While researching ways to upgrade bitumen, Ian Gates accidentally found a way to degrade it. And through this, the engineer from Calgary in Canada found that this could pave a way for a much safer way to transport oil.
His discovery allows bitumen to be more viscous. Eventually, he developed a process which envelopes the oil in self-sealing pellets, with a liquid core and super-viscous skin, making them much easier to transport.
This means that oil can no longer pass through pipelines and just be delivered through trains. This is a cheaper, less risk of environmental harm, and more sustainable way to get oil to markets according to a release by the University of Calgary’s Schulich School of Engineer, where Gates works as a professor.
Photos via University of Calgary
“We’ve taken heavy oil, or bitumen, either one, and we’ve discovered a process to convert them rapidly and reproducibly into pellets,” Gates told CBC News.
“With this, we can put it in a standard rail car. It can go to any port where a rail car goes, which is an immense number of them, to get product out from North America.”
He told the Calgary Eyeopener that while pipelines have their roles, he believes that the process he and his team discovered will not replace pipelines.
“This just offers one more mode of transport. But certainly you could see it displacing some of the heated railcars,” he said.
The technology that they developed has been advanced to making pellets into various sizes right at the wellhead. If the concern is the energy used, it isn’t really an issue: about the same amount is used to add diluent to the bitumen to liquefy it for shipping via pipelines.
Photos via CBC News
“Think Advil. You have the chemical material … we’re then exposing that material, on the outside, to a set of heat, pressure conditions, that then yield a asphaltine-rich coating. So, really just a coating that bounds the inner material,” he explained.
Transporting by pellets and by pipelines both has environmental risks. The former with leaks in the pipes which are often difficult to correct, and the latter by rail accidents which could cause oil spills in the seas. Gates already has an answer to this.

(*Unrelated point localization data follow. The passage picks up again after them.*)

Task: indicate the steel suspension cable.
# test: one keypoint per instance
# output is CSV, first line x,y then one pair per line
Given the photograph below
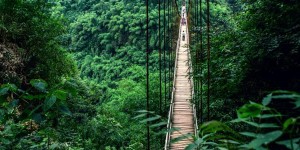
x,y
208,59
147,73
169,47
165,65
159,51
201,59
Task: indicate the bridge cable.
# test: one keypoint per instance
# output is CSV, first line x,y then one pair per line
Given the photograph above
x,y
147,73
164,57
208,59
201,59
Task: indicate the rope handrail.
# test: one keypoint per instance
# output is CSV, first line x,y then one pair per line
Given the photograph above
x,y
192,82
169,124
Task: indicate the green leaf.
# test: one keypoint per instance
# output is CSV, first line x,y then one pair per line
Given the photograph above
x,y
158,124
250,134
289,122
265,116
291,143
145,111
297,103
264,139
194,145
3,91
39,84
65,110
150,119
49,102
60,94
139,116
262,125
249,110
182,137
266,100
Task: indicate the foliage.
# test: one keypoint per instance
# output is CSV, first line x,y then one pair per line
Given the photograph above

“[The pellets] are nice and hardy. If you put them in water, they’ll sit like that for a very long time,” Gates said, adding that the pellets are also buoyant thanks to the gas bubble injected inside each pellet.

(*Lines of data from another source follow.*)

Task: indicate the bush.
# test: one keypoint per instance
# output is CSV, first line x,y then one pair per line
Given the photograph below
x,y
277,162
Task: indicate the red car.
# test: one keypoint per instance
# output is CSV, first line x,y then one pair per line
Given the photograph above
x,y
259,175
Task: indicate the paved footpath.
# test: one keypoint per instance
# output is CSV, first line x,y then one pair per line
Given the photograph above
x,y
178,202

“It’s a safe product for transport,” he assured.
When it comes to cost, pipelines are still much cheaper but only once they are installed. But then again that is a major investment.
The researchers behind this accidental discovery are planning to make this a viable choice when transporting oil. According to Stace Willis, vice-president of energy at the University of Calgary’s Innovate Calgary, the technology is already attracting interest from members of the oil industry.
“We were able [to] connect with potential industry partners and customers who might help advance the technology to a field trial, and ultimately, a full scale solution,” he said.